Après une semaine sous de gros orages et une chaleur infernale, nous étions fort contents de nous lever à 6 h pour mettre enfin les voiles. Sur Adelie, nous nous réveillons, en général, avant ou à l’aube.
Amarres larguées, nous rejoignons le quai de la marina pour finir de remplir nos réservoirs d’eau et de diesel. Du moins, c’était notre idée. Le moteur peine, nous n’avançons pas, et très vite, il s’arrête. Voilà, voilà… Restons Zen. Nous sommes au milieu de la marina et, fort heureusement, il n’y a presque pas de vent. Il repart après s’être servi de la poire installée sur le moteur qui permet de faire arriver du diesel. À quai, une fois les pleins effectués, payés et faits nos civilités, nous partons.

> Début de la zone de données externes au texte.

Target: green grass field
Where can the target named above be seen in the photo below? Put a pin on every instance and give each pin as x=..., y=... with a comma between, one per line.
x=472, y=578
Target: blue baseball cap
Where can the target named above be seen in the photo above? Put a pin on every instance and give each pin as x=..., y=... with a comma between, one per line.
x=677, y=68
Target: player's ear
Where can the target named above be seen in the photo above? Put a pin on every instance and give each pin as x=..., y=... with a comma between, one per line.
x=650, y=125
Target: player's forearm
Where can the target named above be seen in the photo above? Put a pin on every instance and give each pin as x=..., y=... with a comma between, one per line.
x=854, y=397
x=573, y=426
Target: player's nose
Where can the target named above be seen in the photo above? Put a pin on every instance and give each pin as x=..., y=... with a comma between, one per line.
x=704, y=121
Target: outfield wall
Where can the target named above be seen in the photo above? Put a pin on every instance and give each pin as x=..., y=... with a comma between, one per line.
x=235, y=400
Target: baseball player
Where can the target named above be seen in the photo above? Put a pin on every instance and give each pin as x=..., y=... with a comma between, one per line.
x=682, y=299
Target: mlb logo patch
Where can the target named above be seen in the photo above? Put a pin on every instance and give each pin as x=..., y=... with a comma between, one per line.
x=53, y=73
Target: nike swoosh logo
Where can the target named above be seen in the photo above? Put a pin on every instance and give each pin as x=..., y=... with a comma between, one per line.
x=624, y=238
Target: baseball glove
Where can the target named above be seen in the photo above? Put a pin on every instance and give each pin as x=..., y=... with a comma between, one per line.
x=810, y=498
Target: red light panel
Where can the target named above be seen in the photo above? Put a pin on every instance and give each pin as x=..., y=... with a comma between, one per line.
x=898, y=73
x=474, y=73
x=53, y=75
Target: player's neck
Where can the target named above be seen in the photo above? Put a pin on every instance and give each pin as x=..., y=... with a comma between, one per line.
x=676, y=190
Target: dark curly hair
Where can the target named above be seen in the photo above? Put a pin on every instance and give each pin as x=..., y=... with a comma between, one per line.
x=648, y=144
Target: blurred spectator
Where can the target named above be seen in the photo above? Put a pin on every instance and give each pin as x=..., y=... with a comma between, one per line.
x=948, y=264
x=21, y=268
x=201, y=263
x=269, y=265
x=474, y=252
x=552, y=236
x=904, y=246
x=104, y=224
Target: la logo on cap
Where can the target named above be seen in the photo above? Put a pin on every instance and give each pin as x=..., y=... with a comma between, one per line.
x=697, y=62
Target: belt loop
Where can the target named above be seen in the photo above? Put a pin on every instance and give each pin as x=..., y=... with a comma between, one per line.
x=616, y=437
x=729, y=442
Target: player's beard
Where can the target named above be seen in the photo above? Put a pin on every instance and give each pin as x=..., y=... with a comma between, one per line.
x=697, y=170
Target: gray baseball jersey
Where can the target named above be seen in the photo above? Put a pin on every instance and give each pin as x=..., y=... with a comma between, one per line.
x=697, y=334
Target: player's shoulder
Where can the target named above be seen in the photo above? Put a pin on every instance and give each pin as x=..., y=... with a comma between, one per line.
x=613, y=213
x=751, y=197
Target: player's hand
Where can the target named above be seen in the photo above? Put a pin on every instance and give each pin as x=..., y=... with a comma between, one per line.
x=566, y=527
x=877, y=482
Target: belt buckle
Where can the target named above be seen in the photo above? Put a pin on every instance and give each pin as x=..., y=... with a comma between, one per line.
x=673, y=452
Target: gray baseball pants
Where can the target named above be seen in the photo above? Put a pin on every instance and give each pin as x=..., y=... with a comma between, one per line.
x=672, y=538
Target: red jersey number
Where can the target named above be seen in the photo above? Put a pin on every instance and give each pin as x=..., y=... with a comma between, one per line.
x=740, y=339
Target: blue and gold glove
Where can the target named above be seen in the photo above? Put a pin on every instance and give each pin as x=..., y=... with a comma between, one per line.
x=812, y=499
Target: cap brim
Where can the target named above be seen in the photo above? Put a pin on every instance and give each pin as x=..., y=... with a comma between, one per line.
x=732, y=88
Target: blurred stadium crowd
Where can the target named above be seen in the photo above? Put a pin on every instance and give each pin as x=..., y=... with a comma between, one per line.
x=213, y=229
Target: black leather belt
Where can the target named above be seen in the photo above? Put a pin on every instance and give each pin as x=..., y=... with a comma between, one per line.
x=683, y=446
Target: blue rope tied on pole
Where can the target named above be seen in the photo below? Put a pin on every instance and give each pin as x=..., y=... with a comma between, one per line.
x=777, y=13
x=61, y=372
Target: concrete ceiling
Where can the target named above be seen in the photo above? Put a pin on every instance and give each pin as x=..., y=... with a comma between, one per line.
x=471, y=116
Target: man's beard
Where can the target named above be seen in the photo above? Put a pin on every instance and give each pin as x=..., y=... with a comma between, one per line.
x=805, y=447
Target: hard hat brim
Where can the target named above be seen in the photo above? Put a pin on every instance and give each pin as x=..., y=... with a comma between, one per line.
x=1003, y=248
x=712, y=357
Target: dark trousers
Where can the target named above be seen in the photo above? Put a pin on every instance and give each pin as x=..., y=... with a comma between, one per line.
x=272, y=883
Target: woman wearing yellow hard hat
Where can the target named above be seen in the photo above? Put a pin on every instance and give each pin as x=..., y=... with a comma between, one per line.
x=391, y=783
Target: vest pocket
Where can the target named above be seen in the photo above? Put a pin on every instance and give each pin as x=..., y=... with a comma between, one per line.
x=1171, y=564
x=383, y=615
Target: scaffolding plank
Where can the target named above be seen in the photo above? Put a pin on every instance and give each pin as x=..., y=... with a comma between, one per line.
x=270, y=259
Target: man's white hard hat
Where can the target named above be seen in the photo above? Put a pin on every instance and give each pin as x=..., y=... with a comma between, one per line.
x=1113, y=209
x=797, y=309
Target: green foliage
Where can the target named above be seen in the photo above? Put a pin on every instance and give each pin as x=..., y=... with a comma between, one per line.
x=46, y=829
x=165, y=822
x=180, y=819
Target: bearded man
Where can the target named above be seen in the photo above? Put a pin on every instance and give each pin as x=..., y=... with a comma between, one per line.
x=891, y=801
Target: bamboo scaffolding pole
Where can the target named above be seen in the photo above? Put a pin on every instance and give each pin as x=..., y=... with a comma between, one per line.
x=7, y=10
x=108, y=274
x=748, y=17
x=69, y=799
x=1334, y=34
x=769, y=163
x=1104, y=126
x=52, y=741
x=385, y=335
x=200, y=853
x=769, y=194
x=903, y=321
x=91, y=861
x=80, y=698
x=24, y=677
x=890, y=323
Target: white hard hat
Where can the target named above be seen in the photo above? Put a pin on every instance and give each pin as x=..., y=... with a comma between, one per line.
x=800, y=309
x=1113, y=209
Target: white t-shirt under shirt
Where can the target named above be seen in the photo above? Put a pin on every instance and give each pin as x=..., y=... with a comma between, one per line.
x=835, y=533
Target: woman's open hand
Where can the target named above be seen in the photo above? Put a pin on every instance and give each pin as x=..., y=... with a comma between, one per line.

Et non, nous faisons deux cents mètres et constatons qu’Adelie n’avance pas. Bien… Demi-tour, nous retournons sur notre bouée.
Après avoir remis à l’eau le Krob II (l’annexe), nous retournons à l’office pour acheter une semaine de plus (pas le choix). En sortant, nous contactons le plongeur qui se charge de nettoyer les coques sur la marina. Il viendra samedi matin nettoyer l’énorme jardin qui a envahi Adelie (coque et hélice, bien entendu).
De fait, c’est de notre faute. Stagner plus de deux mois par ces chaleurs infernales a favorisé l’explosion des petits organismes qui se font une joie de s’incruster. Quant à la flore, elle ne résiste pas à l’attrait d’une coque encore vierge. Nous avions simplement décidé d’attendre d’être plus au Nord pour réaliser cette opération d’expurgation.
Quant aux impuretés qui sont dans le réservoir et qui bouchent les durites, nous espérons pouvoir les gérer grâce au brassage engendré par notre navigation.
A part ces « détails » tout va très bien. Il fait un peu moins chaud et nous dormirons mieux.

Le plongeur tant attendu ce matin est arrivé vers 9 h. A l’écoute des sons produits par les frottements sur la coque, nous en déduisons qu’une bonne carapace entoure Adelie. Sa prestation a duré une heure. Il ne reste plus qu’à espérer que le carénage a été bien fait, mais cet homme (très peu causant) a bonne réputation.
Bien plus tard, nous constaterons qu’il a fait le minimum.